Causal association between plasma inflammatory proteins and longitudinal brain atrophy: a bidirectional Mendelian randomisation study
Brain Imaging and Behavior, 2025
Cui W., Xing Z., Gao X., Liu X., Liu J.
| Disease area | Application area | Sample type | Products |
|---|---|---|---|
Neurology | Pathophysiology | Plasma | Olink Target 96 |
Abstract
Systemic inflammation is closely associated with brain health. This study aimed to explore the causal association between plasma inflammatory proteins and longitudinal brain atrophy. Datasets were obtained from non-overlapping genome-wide association studies of 91 inflammation-related plasma proteins (N = 14,824), and 15 longitudinal changes in brain structure across patient lifespan (N = 15,640).

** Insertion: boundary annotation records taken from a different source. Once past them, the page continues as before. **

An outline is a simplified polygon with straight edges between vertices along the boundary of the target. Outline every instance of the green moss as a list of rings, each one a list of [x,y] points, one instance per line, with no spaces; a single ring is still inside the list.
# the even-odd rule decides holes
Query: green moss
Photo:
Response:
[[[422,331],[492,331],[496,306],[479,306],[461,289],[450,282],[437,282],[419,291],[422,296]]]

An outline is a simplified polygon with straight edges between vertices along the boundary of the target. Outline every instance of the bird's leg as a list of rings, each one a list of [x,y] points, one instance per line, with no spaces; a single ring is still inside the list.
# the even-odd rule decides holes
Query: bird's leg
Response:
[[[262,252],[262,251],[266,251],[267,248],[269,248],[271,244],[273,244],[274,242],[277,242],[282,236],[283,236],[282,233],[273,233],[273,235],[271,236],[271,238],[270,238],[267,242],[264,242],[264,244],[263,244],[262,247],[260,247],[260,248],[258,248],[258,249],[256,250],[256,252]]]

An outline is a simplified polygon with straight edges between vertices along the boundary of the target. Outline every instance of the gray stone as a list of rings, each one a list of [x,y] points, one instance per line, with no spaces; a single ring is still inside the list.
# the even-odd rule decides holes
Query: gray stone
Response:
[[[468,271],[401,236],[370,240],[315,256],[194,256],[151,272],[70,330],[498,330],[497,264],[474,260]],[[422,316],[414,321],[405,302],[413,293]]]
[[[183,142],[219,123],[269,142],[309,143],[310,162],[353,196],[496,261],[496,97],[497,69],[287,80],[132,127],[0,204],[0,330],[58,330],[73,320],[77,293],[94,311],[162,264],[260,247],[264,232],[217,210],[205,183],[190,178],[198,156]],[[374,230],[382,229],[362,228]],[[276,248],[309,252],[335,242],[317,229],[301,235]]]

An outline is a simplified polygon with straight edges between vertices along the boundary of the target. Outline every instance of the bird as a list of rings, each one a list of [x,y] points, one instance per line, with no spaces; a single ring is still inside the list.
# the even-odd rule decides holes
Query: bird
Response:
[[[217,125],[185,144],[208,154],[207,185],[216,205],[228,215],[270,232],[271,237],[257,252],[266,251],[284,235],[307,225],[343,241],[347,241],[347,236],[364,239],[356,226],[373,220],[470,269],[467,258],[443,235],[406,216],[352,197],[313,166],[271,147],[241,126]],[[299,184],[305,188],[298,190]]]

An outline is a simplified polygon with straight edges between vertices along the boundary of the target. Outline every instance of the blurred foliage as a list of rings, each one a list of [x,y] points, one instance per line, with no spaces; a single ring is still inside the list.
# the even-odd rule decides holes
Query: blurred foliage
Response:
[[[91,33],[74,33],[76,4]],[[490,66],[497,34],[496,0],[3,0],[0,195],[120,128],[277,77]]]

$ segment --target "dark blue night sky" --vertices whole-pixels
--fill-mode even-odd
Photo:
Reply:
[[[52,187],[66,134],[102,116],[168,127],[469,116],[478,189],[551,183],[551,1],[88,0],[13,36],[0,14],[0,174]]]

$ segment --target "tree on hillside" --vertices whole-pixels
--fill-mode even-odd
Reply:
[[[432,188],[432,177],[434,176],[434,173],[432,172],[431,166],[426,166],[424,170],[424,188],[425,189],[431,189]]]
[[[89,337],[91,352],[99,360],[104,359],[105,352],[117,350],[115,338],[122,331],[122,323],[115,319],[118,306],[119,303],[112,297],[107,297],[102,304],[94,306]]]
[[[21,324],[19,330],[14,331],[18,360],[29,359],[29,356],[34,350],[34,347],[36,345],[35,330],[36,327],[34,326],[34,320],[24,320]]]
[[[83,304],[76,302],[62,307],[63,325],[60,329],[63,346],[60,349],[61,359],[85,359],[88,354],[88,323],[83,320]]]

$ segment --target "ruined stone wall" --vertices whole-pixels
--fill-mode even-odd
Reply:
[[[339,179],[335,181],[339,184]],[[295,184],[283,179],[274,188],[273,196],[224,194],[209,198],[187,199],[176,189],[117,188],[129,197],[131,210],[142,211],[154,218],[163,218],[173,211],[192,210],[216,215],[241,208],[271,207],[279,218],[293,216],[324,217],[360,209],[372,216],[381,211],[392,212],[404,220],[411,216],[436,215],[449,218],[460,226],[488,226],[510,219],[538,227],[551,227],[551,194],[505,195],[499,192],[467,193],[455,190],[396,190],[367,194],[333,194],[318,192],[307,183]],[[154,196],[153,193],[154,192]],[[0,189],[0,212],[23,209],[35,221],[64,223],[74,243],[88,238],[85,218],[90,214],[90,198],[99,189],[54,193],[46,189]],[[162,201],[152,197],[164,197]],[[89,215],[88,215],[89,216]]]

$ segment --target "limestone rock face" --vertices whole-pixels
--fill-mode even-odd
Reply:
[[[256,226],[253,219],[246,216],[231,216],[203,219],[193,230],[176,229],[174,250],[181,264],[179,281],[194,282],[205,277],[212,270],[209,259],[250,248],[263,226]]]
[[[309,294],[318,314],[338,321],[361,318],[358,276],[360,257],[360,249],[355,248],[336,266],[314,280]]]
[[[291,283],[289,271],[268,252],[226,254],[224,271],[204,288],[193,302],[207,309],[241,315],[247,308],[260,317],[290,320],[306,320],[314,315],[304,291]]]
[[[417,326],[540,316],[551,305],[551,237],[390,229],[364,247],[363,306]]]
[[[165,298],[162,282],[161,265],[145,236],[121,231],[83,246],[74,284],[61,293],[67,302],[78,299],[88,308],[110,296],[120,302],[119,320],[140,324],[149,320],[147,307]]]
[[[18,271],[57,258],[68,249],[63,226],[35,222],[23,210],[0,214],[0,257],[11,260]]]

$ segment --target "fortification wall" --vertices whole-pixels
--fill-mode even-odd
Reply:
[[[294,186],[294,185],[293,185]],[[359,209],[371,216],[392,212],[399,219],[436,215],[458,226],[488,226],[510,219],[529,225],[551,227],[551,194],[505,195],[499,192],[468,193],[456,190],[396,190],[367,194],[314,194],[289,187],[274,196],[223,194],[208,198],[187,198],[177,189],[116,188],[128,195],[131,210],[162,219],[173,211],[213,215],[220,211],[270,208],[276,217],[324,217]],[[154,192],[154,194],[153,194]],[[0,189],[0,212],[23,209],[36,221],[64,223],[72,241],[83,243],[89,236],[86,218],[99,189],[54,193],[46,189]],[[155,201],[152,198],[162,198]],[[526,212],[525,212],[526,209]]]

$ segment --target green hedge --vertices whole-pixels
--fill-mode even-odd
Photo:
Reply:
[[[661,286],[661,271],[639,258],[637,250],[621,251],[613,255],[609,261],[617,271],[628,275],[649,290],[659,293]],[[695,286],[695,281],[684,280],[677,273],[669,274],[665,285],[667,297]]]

Causal effects were estimated using inverse variance-weighted estimates. Sensitivity analyses were performed using the MR-Egger intercept test, Cochran’s Q test, and the leave-one-out analysis. Bidirectional Mendelian Randomisation analysis using a Bonferroni-corrected significance threshold (p < 1.83 × 10⁻⁵) revealed no significant causal relationships between the 91 inflammatory proteins and 15 longitudinal brain structural phenotypes. However, nominal associations were identified (p < 0.05), including 14 putative positive and 25 negative associations in forward MR (proteins → brain) analyses, and 17 putative positive and 17 negative associations in reverse MR (brain → proteins) analyses. Nominal findings included elevated CCL20 levels associated with increased nucleus accumbens volume (β = 3.24, p = 0.0035); higher MMP-1 concentrations associated with accelerated cortical thinning (β = -2.49, p = 0.0091); reduced cortical thickness associated with decreased TSLP expression (β = 0.015, p = 0.0028); ventricular enlargement associated with reduced IL-15RA levels (β = -0.00034, p = 0.0067). Alterations in inflammation-related plasma proteins may contribute to longitudinal changes in brain volumes. Chronic brain structural changes appear reciprocally linked to systemic inflammatory profiles. These findings suggest potential bidirectional pathways between systemic inflammation and brain structural dynamics, providing new insights into brain-multi-organ interactions in neuroinflammatory processes.